Since both are available as free trial versions, try both and see which you prefer. Cool Edit is the one most often mentioned by name (SoundForge is another), but Goldwave is what I have used for the past 8 months. All such programs allow you to record and alter sound: correct for errors of pitch, volume, and balance; delete or add empty space, connect broken halves
...
and that's without getting into the effects: equalization (graphic and parametric), flange, echo, plus more.

Also, you might try these two programs -- they aren't large and they come in handy:

http://www.cdwave.com is for cutting larger tracks [tape side] into smaller tracks [songs] -- essential to conversion from tape or LP; otherwise each tape side would be one long track [unless you record each song individually]. Burning software usually has some ability to do this as well, but CD Wave does it easier, better, and faster.

http://www.cdex.n3.net/ is for another function -- ripping tracks from CDs.
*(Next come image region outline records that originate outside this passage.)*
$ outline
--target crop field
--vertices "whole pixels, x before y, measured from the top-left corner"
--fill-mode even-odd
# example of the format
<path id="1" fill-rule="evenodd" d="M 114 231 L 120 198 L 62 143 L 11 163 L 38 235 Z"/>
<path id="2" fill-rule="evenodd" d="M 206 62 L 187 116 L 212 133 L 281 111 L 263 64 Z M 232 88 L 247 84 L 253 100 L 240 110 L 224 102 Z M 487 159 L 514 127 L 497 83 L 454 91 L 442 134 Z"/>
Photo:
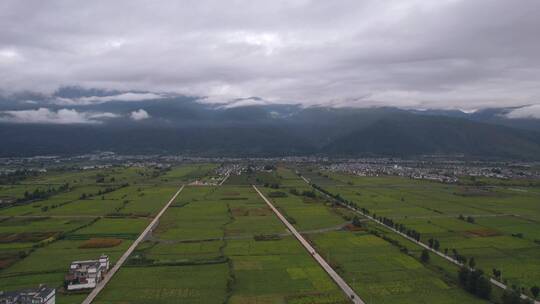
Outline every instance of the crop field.
<path id="1" fill-rule="evenodd" d="M 281 169 L 285 170 L 285 169 Z M 366 229 L 349 229 L 353 216 L 321 198 L 295 195 L 291 189 L 306 189 L 299 177 L 277 171 L 282 179 L 274 204 L 293 219 L 358 295 L 368 303 L 482 303 L 467 294 L 444 274 L 422 264 L 417 253 L 400 252 Z M 298 183 L 304 183 L 302 186 Z M 302 187 L 302 188 L 300 188 Z M 275 189 L 263 188 L 267 197 Z M 454 268 L 457 271 L 457 268 Z"/>
<path id="2" fill-rule="evenodd" d="M 346 303 L 246 186 L 185 188 L 97 303 L 148 301 Z"/>
<path id="3" fill-rule="evenodd" d="M 421 241 L 440 243 L 440 251 L 474 258 L 507 284 L 540 284 L 540 196 L 537 186 L 482 180 L 449 185 L 399 177 L 357 177 L 306 171 L 326 190 L 418 231 Z M 519 183 L 517 185 L 520 185 Z"/>
<path id="4" fill-rule="evenodd" d="M 0 208 L 1 289 L 47 284 L 57 288 L 57 303 L 80 303 L 85 293 L 66 294 L 61 288 L 69 264 L 101 254 L 114 263 L 176 192 L 182 172 L 195 177 L 199 169 L 48 172 L 3 185 L 0 197 L 19 201 Z M 163 182 L 170 172 L 176 179 Z M 33 195 L 36 189 L 43 192 Z"/>
<path id="5" fill-rule="evenodd" d="M 257 184 L 367 303 L 487 303 L 459 285 L 457 266 L 433 253 L 422 260 L 419 245 L 337 205 L 296 170 L 334 198 L 414 229 L 423 243 L 437 240 L 440 252 L 474 258 L 488 276 L 500 270 L 501 281 L 526 293 L 540 283 L 536 184 L 442 184 L 278 165 L 208 186 L 222 178 L 216 168 L 51 171 L 0 185 L 0 289 L 47 284 L 57 303 L 80 303 L 88 291 L 63 290 L 69 264 L 101 254 L 114 264 L 184 184 L 94 303 L 348 303 Z"/>

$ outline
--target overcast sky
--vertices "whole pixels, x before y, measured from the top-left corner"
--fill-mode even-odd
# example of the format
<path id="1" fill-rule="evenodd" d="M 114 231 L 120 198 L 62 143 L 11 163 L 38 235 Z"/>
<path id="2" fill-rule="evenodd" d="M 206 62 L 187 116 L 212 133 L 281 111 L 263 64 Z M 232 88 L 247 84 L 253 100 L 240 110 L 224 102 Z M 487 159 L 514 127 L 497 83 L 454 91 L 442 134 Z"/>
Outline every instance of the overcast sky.
<path id="1" fill-rule="evenodd" d="M 0 1 L 0 90 L 540 103 L 540 1 Z M 134 119 L 145 118 L 136 113 Z"/>

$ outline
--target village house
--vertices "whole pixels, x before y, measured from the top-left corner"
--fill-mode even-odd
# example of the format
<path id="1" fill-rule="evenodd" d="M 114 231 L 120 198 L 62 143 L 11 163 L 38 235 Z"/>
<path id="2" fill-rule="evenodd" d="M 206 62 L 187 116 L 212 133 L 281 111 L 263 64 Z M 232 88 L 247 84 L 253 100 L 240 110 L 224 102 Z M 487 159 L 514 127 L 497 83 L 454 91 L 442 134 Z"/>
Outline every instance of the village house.
<path id="1" fill-rule="evenodd" d="M 56 290 L 45 285 L 25 290 L 0 291 L 0 304 L 55 304 Z"/>
<path id="2" fill-rule="evenodd" d="M 74 261 L 65 278 L 67 290 L 90 289 L 103 279 L 109 270 L 109 257 L 102 255 L 97 260 Z M 1 304 L 1 303 L 0 303 Z"/>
While you CAN simply record tracks from CDs by playing a CD player into the computer (just like playing a cassette deck into the computer), this eliminates any analog steps: strictly digital-to-digital, and consequently much faster; volume is already set; and it preserves all the index points
[track splits]. This is a particularly useful program if you want to
resequence a CD -- just rip the tracks, reorganize as desired, and burn to a new disc.

----------------------------------------------------

Allright then: now you are ready to try your first conversion!

1. Run the cable from the cassette deck to the soundcard.
2. Somewhere in your computer is a program that controls inputs on your soundcard; you'll have to set it to accept signals through whatever input you're plugging into.
3. Play a cassette, and adjust the incoming level so as to accept it as loudly as possible without distorting, just as if you were recording.
4. Open your recording program (Coole Edit, Sound Forge, Gold Wave), and create a new file (click 'new') of the necessary duration -- that's right; you have to tell the software how long a song you intend to record.
Click 'record' to start, 'stop' to stop, 'save' to save.

*A tip: always go a little high, because you can just delete the extra
unused time -- but not too high; the more time, the longer it takes to reserve the necessary disc space. I record 90-minute tapes at 47:40 a side, just to be sure. Nothing so aggravating as having the recoding space run out five seconds before the song does, and have to start over again.

After that, you handle and edit the music files just like any other,
drag-and-drop as you like. Use CDWave to split the tape sides into songs.There's more, but this should keep you busy for a few weeks ....

Thanks for reading our Joe's instruction on transferring tape to computer.